Watt also added a “significance” test, requiring repurchase of mortgages with misrepresentations only if the loan would have otherwise been ineligible for GSE purchase. In other words, the misrepresentations themselves—inaccurate borrower income statements, for example—are acceptable, unless they meet this subjective “significance” standard, which lenders can dispute through a new, independent process.

It’s important to note that the GSEs do not independently review the loans they purchase. They ask the lenders to self-represent that the loans meet their criteria. So the threat of repurchases really represents the only opportunity for the GSEs to enforce their rules. Limiting them creates powerful incentives for lenders to pass off bad loans, putting all the risk on the GSEs—at this point the taxpayer—while collecting all the profits. (Rules to force lenders to retain some risk on the mortgages they sell have been weakened as well, removing another reason for them to care about the quality of the loans.)

In addition, Watt announced new guidelines to accept as low as 3 percent down payments for “targeted” borrowers, rather than the current limit of 5 percent. While Watt stressed that the 3 percent down payment policy was narrow, Fannie Mae CEO Tim Mayopoulos seemed ebullient about it in a separate speech. “We want this business,” Mayopoulos gushed. Incidentally, it’s just axiomatic that mortgages with lower down payments have higher default rates.

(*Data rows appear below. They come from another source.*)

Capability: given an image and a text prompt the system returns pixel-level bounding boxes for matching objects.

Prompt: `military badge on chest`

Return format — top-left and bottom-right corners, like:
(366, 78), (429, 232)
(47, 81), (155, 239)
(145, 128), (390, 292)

MBA President David Stevens praised Watt’s speech, and with good reason. By taking the GSEs off the playing field in seriously enforcing lending standards, policing the mortgage market falls to the Consumer Financial Protection Bureau, which has authority under the ability-to-repay rule. CFPB simply has a much smaller staff and resources to oversee a multi-trillion-dollar market. Moreover, it was the threat to lenders’ bottom lines that kept them from falling back to old predatory habits. Only the GSEs had the ability to make that threat credible, and now they’re bugging out.

The entire sorry display reflects a false premise. Tight lending isn’t holding back the housing market, at least not any more than a lack of money in the bank accounts of the vast majority of would-be borrowers. Having low- and middle-income Americans over-extend themselves with risky mortgages creates only an illusion of prosperity, one that’s sure to crash if and when they subsequently fall into foreclosure. “If we don’t get solid wage growth among the lower-income population, there’s no way we can solve that problem with more aggressive lending,” said Amir Sufi, professor of finance at the Booth School of Business at the University of Chicago.

Fixing the housing market requires putting people in the financial position to carry a mortgage, not slashing lending standards. It’s as if government’s best and brightest threw up their hands, deciding they had to return to bubble economics as the only way to produce growth. This has the lending industry, which profits handsomely from bubbles on the way up, licking their chops, especially if they can sell off the loans to the taxpayer and let them deal with the consequences.

Given what we know about how lenders shuttled borrowers with weak credit into loans they couldn’t afford, the prospect of a rerun should be frightening enough for any policymaker to reject. But the industry played Mel Watt and other officials like a fiddle, and we’ll all be singing the blues in the aftermath.